While the film she is most remembered for as an actress might be the hugely successful silent film The White Hell of Piz Palu (1929) – an American sound version produced by Universal Pictures in 1930 was the first German film ever shown in the US – Riefenstahl’s work for the Nazi Propaganda Ministry in the Thirties has made her controversial. Although she was never a member of the NSDAP, films like Victory of Faith-The Film of the National Socialist Party Rally (1933), Triumph of the Will (1935), Day of Freedom: Our Armed Forces (1935) and Olympia (1938) aestheticise fascism, and although she later claimed the films had a mere documenting purpose, they became forceful vehicles of Nazi propaganda.
During her ‘underwater period’, Riefenstahl produced two critically acclaimed illustrated books, Coral Gardens (1978) and Wonders under Water (English edition 1991), and a film, Impressionen unter Wasser (2002). Although the aestheticising and idealising strand of her former films and photographs is still strong, these works strive towards scientific accuracy (image captions providing the correct scientific names of the specimens were supplied by marine biologists) and conservationist impact.
The following images and quotes by Riefenstahl are from Wonders under Water.
Diving is addictive. Once you have tried it you will be under the spell of the underwater world. Nowhere else will you get closer to the mysteries of Life than here, where all life came from. But most of all it is the experience of floating and weightlessness, of sinking into a mysterious and unknown world, that brings about in a diver a totally unexpected feeling of exquisite happiness. And then there is the boundless silence, surrounding one completely, sheltering one from the outside world, removing all problems and worries.

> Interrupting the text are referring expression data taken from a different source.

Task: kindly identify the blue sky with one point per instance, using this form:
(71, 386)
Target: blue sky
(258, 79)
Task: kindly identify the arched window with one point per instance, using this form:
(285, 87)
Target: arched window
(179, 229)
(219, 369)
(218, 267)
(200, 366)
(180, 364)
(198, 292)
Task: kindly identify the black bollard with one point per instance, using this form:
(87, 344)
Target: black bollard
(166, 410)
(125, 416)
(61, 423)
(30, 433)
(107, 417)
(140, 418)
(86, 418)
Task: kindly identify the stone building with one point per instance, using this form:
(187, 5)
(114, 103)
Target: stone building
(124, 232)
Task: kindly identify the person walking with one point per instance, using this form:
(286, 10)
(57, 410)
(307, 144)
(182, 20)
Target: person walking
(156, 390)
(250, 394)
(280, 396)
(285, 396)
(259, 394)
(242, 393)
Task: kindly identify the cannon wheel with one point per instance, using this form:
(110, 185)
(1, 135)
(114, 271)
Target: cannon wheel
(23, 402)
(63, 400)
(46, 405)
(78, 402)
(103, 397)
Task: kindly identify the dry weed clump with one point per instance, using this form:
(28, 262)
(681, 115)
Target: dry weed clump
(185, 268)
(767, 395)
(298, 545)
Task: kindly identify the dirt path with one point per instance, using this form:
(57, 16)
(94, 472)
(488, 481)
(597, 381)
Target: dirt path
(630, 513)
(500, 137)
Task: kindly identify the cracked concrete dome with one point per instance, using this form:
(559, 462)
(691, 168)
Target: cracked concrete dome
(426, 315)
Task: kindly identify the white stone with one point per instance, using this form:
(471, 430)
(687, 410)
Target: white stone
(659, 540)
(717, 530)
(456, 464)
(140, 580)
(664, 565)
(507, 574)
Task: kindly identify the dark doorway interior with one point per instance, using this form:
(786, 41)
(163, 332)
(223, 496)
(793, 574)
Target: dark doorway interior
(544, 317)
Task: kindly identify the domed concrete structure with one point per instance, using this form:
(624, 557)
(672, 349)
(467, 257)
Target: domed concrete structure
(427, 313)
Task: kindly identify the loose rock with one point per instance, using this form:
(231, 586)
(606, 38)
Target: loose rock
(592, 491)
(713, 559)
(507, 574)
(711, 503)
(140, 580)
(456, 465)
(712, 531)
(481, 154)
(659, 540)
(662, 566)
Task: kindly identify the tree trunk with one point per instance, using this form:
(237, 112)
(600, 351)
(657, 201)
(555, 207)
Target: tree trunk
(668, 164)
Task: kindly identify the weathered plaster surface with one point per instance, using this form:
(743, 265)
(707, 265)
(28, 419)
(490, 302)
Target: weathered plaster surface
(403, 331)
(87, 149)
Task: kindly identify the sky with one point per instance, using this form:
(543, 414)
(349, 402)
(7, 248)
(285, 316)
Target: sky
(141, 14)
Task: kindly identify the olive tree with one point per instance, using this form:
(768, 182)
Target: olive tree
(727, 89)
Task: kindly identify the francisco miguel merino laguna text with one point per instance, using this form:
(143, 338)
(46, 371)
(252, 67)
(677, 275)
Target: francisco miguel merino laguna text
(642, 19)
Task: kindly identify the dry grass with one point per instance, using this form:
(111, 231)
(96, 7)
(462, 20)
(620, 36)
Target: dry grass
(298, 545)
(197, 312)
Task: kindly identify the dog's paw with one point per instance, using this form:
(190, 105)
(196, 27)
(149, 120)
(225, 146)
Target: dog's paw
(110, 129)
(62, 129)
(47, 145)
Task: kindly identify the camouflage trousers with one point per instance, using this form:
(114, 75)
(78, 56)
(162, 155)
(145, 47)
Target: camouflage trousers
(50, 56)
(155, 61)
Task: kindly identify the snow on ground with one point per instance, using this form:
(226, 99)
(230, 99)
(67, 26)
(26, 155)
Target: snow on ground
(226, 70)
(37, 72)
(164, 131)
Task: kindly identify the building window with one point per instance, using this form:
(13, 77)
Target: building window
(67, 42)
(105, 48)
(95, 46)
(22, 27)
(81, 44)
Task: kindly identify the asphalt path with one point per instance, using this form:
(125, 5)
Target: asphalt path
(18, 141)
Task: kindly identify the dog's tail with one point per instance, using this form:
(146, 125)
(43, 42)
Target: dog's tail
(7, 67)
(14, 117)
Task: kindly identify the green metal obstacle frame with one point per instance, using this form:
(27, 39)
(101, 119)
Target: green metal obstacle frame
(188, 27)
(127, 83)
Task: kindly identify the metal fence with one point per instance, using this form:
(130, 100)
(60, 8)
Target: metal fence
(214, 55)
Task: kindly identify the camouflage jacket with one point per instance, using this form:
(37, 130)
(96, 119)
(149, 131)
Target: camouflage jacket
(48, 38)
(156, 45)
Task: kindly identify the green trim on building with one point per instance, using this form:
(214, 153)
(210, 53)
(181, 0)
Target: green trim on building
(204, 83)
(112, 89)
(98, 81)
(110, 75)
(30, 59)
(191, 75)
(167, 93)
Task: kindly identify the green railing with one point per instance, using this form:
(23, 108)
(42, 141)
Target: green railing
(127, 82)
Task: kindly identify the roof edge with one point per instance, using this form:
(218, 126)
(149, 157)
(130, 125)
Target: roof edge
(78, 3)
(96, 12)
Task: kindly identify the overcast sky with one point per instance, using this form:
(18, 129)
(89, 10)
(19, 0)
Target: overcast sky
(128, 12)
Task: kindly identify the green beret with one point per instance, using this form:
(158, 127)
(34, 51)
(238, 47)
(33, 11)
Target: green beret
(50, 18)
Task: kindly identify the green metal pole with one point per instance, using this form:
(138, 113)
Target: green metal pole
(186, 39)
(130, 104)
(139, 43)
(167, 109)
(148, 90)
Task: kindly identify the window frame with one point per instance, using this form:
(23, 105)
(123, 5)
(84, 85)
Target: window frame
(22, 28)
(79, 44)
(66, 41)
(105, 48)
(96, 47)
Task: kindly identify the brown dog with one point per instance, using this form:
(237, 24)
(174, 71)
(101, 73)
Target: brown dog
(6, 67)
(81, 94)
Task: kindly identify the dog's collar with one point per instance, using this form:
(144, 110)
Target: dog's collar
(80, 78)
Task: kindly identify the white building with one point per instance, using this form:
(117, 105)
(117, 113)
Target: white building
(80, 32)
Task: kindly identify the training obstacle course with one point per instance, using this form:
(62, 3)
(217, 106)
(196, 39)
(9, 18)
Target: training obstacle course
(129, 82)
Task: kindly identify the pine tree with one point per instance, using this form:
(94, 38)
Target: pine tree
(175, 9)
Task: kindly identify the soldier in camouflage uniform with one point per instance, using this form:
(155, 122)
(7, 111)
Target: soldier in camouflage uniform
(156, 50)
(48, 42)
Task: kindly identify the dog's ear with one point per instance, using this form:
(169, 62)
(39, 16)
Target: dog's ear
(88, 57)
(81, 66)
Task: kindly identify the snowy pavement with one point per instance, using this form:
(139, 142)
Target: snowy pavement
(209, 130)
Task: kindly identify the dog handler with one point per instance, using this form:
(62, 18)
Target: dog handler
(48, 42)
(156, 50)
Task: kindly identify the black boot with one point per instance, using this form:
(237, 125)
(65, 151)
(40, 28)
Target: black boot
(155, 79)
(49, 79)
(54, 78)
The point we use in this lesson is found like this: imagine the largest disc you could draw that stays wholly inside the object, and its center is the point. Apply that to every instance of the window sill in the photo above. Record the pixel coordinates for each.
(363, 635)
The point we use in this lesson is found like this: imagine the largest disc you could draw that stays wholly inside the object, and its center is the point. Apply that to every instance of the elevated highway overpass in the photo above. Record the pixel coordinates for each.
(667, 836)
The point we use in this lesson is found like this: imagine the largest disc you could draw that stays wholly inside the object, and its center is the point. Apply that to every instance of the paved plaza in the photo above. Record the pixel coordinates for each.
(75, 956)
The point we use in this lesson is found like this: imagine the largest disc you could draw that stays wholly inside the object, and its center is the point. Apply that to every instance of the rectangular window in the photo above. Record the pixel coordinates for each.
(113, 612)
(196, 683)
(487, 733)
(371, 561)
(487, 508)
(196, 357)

(The feeling of weightlessness gave Riefenstahl relief from the intense back pain she suffered following a skiing accident in 1980.)
Every time I dive I discover anew a world full of wonders. The variety of shapes and forms, colours and living organisms is so fantastic, it creates visions in a dreamworld.
(While Riefenstahl’s underwater photography demonstrates her ongoing interest in beauty and form, one cannot help but wonder if her engagement with the natural world represented a path to redemption.)
I would also like to think that my pictures might help a little to protect this wonderful underwater world from the increasing destruction which our civilisation causes. I therefore urge all those who are concerned about Nature to play a part in saving these last remaining corners of paradise. Let us prevent the pollution of waters; let us not use the seas as dumping grounds, and let us not permit divers to harpoon on coral reefs.
(Her concern for the natural world led Riefenstahl to join Greenpeace, where she was a member for eight years. This was the first and only time she joined an organisation.)
All information, images and quotes from Angelika Taschen (ed.), Leni Riefenstahl: Five Lives, and Leni Riefenstahl, Wonders under Water.